I would imagine that after a HGPI the IGV LVDT feedback was calibrated (or should have been!) and it's possible that the IGV LVDT feedback was not correctly calibrated and that can also negatively impact combustion mode transfer success--especially when the machine is "cool" and hasn't had time to warm up.

AND, it might also be that the gas fuel control valves were also "calibrated"--and not done very well or verified very well which would negatively affect combustion mode transfers.

Also, sometimes DLN tuning is rushed and not fully completed and/or verified and that can mean that sometimes the machine has difficulty making combustion mode transfers successfully.

It's not clear when you describe all the various combustion modes--because the list you provided is a list of possible combustion modes, and you haven't described if the machine, when transferring from Lean Lean to Premix actually goes into Extended Lean Lean and then has to be manually unloaded to Lean Lean Positive combustion mode and then reloaded to attempt another transfer into Premix. This would likely indicate something is amiss with IGV LVDT calibration or operation and/or DLN tuning wasn't done properly or properly verified or was done at an ambient temperature extreme.

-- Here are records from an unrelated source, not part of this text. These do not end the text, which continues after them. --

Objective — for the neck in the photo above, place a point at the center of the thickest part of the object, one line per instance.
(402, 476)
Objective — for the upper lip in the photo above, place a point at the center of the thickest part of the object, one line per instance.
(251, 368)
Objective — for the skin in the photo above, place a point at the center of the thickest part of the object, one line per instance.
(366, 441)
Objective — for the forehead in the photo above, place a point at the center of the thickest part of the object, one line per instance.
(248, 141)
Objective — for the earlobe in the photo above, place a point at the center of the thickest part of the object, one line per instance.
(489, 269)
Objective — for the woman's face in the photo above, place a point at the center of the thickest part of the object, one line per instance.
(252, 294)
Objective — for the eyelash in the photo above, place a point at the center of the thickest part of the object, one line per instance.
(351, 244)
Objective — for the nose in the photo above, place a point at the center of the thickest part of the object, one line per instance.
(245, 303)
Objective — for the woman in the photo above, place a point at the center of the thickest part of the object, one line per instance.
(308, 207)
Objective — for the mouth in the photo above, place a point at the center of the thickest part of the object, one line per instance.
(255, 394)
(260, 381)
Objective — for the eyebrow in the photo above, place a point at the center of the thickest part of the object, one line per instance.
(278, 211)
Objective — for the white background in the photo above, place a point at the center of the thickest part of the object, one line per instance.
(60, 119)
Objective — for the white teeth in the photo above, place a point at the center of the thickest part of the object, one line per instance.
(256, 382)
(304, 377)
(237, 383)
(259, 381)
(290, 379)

GE likes to say (and write) that DLN-I is a "mature technology" and if we're simply talking about how long it's been in production and used that might be true. But the reality is that it is a work in progress and given the complexities of DLN combustion (premix operation of a DLN-I combustion system is, after all, an inherently unstable process that can be made (tuned) to work properly for most ambient- and operational conditions, but not always). GE is continually amassing operational data and finding that for some machines reliable operation, while achievable, can actually be somewhat difficult to achieve. For the most part, they do have some very good troubleshooting diagrams and procedures, but they all assume that maintenance activities were carried out properly (especially LVDT feedback verification and calibration, if necessary at all!). Changes in fuel constituency can also negatively impact DLN reliability.

But, the data you have provided is anectodal--meaning it is subjective and not accompanied by any actual operating data during the supposed problems. To troubleshoot such a problem, actionable data is required--actual values of operating parameters over time need to be reviewed and analyzed to make any kind of definite statements or recommendations. I have attempted to cover all the bases--not knowing any operational, actionable data--so that should allow you to methodically work through all of the various possibilities as you troubleshoot the problem, eliminating those that don't solve the problem until you reach a point at which the problem is resolved or more targeted actions need to be taken. The mechanical department is ALWAYS going to say they maintenance outage was completed without any errors--and they believe that when they say it. The reality can be very different without good and proper supervision of the various crews and people actually performing the work. Because the Mark* is an electronic control system with LOTS of wires and flashing LEDs they will always say it's the Mark* that's causing the problem. The Mark* is only as good as its inputs (garbage in; garbage out), and if there aren't a lot of alarms (Process and/or Diagnostic) then it's most likely something is amiss with the reassembly or the hot gas path hardware which was installed in the machine wasn't installed properly OR has some clearances or openings which aren't to proper specification (dilution hole diameters, for example, or fuel nozzles with under- or over-sized orifices). These things are outside the control of the Mark*--it presumes all of the combustion hardware is as per specification and was installed correctly, and that any calibrations were performed and/or verified properly. That's all it (the Mark*) can do.

So, if you have better, actionable data, in csv (comma-separated value format) that you can attach to this thread then we might be able to offer some more concise recommendations. If not, that's all we got. You also might try asking GE for assistance (if you haven't already).